The 2015 OECD report on States of Fragility proposes a new way of measuring and classifying fragility that is really exciting and ground-breaking, but it’s less exciting once it gets to the policy prescriptions. We seem to move from a bold new attempt to re-classify and re-think fragility to some pretty standard orthodoxies on what to do about it...
Paul Harvey, SLRC Director
The 2015 OECD report on States of Fragility proposes a new way of measuring and classifying fragility that is really exciting and ground-breaking: all countries are measured, and multiple dimensions of fragility are recognised. What’s more, it passes the ‘common sense test’ in that the countries in the core look like the right ones. But it also rightly draws attention to ones on the periphery, such as countries that are middle income but with very high levels of violence. In so doing, it takes up the challenge of the IEG evaluation of the Bank’s work on fragility which recommended ‘developing a more suitable and accurate mechanism to classify FCS [fragile and conflict-affected States]’.
Inevitably, not everyone will agree with all of the indicators used to measure fragility across the five dimensions. As with any classification, you can look at it and wonder about omissions and what sits where – I personally wondered why Ukraine doesn’t appear and why Syria appeared at the bottom of the diagram and not the top. Taking it forward it would be great to see some attempt to map fragility at the sub-national level for countries like Indonesia and India. That said, the report itself acknowledges that it is a first stab. In light of that, it’s an exciting first effort and one that provides a good starting point for argument and debate.
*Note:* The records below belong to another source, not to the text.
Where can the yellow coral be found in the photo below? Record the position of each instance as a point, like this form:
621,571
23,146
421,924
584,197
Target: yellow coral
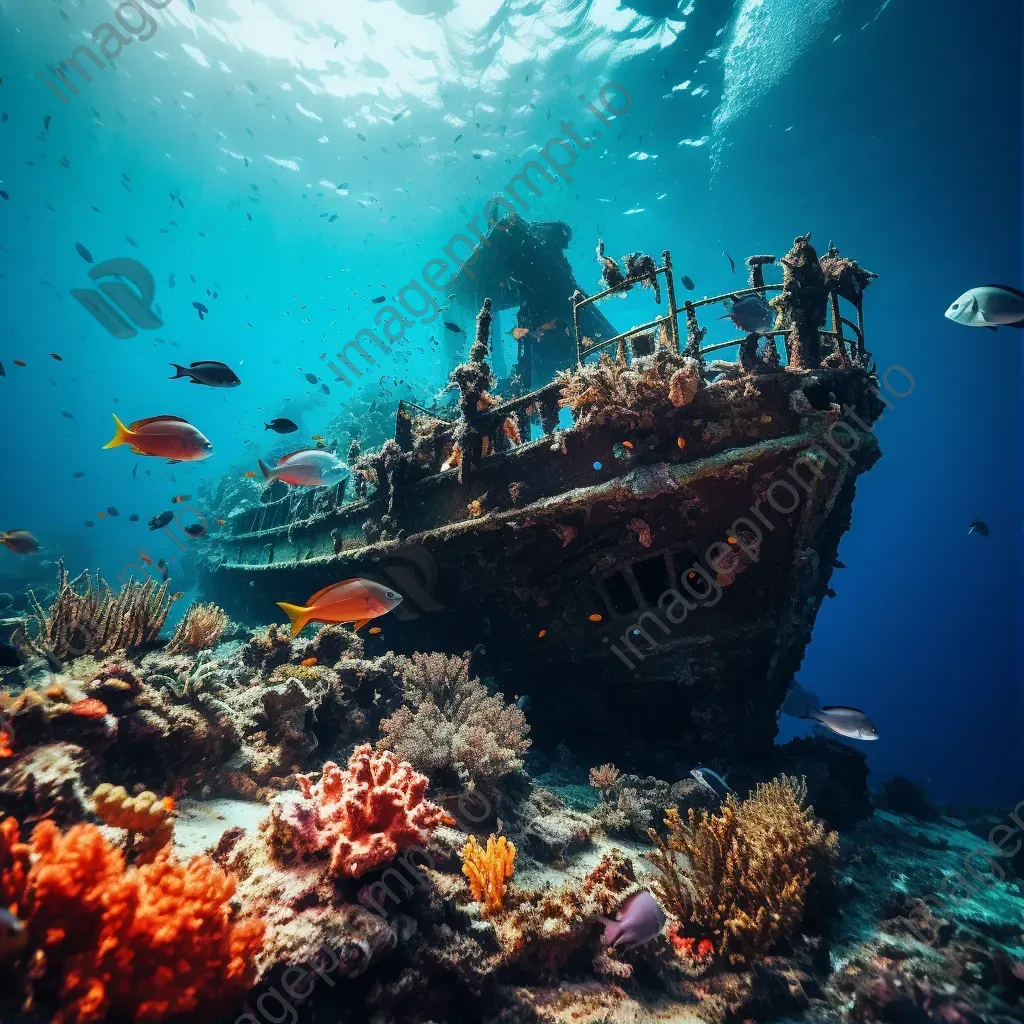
750,867
145,813
202,627
488,870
It’s less exciting once it gets to the policy prescriptions. We seem to move from a bold new attempt to re-classify and re-think fragility to some pretty standard orthodoxies on what to do about it. It would have been great to see the logic of multiple dimensions of fragility taken through into the policy implications. The Venn diagram rightly points to some countries that have high levels of violence but strong institutions, and others with lower levels of violence but weaker institutions. But it would be good to see more differentiation in approaches according to what dimensions of fragility are most important in particular places. So, there should be more of an acknowledgement that approaches to international engagement in Pakistan and Sri Lanka need to look very different to approaches in Somalia and South Sudan.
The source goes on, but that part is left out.